The daughter did not work, having two very young children and therefore relied on her benefit. The property was a very nice three-bedroomed house, which one day would have been the size of property she needed having children of different genders, whereas at present, she is in a two-bedroomed council property in what she perceived as a ‘rough’ area.
The woman had no intention of renting it to anyone else, as she wouldn’t trust anyone to keep it in the same state; she would only ask for the same rent as her daughter paid for the social rented property, which was about £250 per month less than market value and this would release a property back into the housing stock. It made sense, to her, at a time of housing need that she should rent to her daughter.
It did not occur to her that, should she die, the daughter would be liable to inherit (without other siblings) the property which the Department of Work and Pensions, through Universal Credit, had been paying for.
It could not be considered a commercial tenancy, which was proved by the fact a commercial (market) rent was not asked for and if the daughter did not move in and pay some rent, the property would be sold, rather than be used to generate income as a commercial tenancy.
I had to advise that in these situations, the arguments that could be made for allowing this would not apply.
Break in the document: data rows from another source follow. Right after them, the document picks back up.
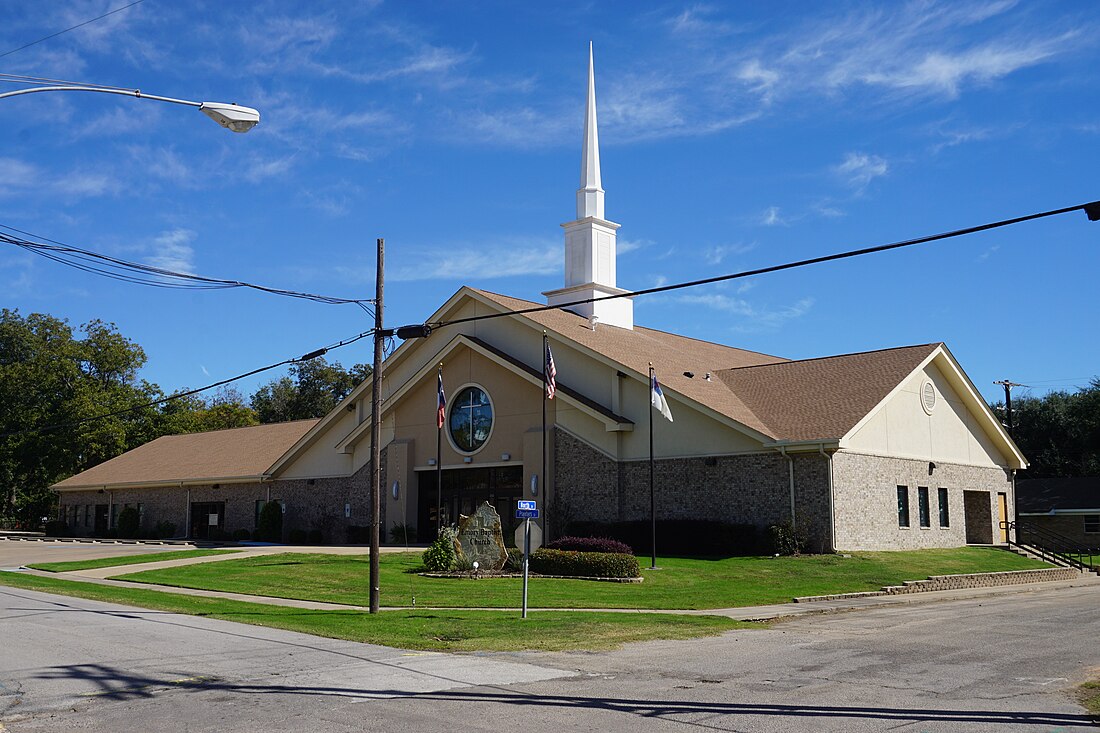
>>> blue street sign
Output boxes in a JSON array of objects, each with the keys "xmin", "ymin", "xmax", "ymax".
[
  {"xmin": 516, "ymin": 509, "xmax": 540, "ymax": 519},
  {"xmin": 517, "ymin": 500, "xmax": 536, "ymax": 511}
]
If the property had been rented previously, with proof provided by copies of previous tenancy agreements, with a commercial rent having been charged and continuing, a strong case could be made – though as the daughter was not entitled to the three-bedroomed rate of local housing allowance, this might be questioned.
If the let was handled by an agent who, having taken all the necessary references, chose as the tenant the estranged daughter of the owner, again a case could be put, though the DWP are unlikely to be so naive that they wouldn’t see through this and still refuse the housing element of Universal Credit.
We can all understand why we would prefer to see our child settled in a nice home they are familiar with; most people would gladly do the same for our children. But that doesn’t mean that those of us without the benefit of inherited properties should be expected to pay to allow this for those that do.
If your relative is working, let them rent the property for whatever low rent you will accept; that is your choice, just don’t expect the DWP, and that’s you and me, to pay.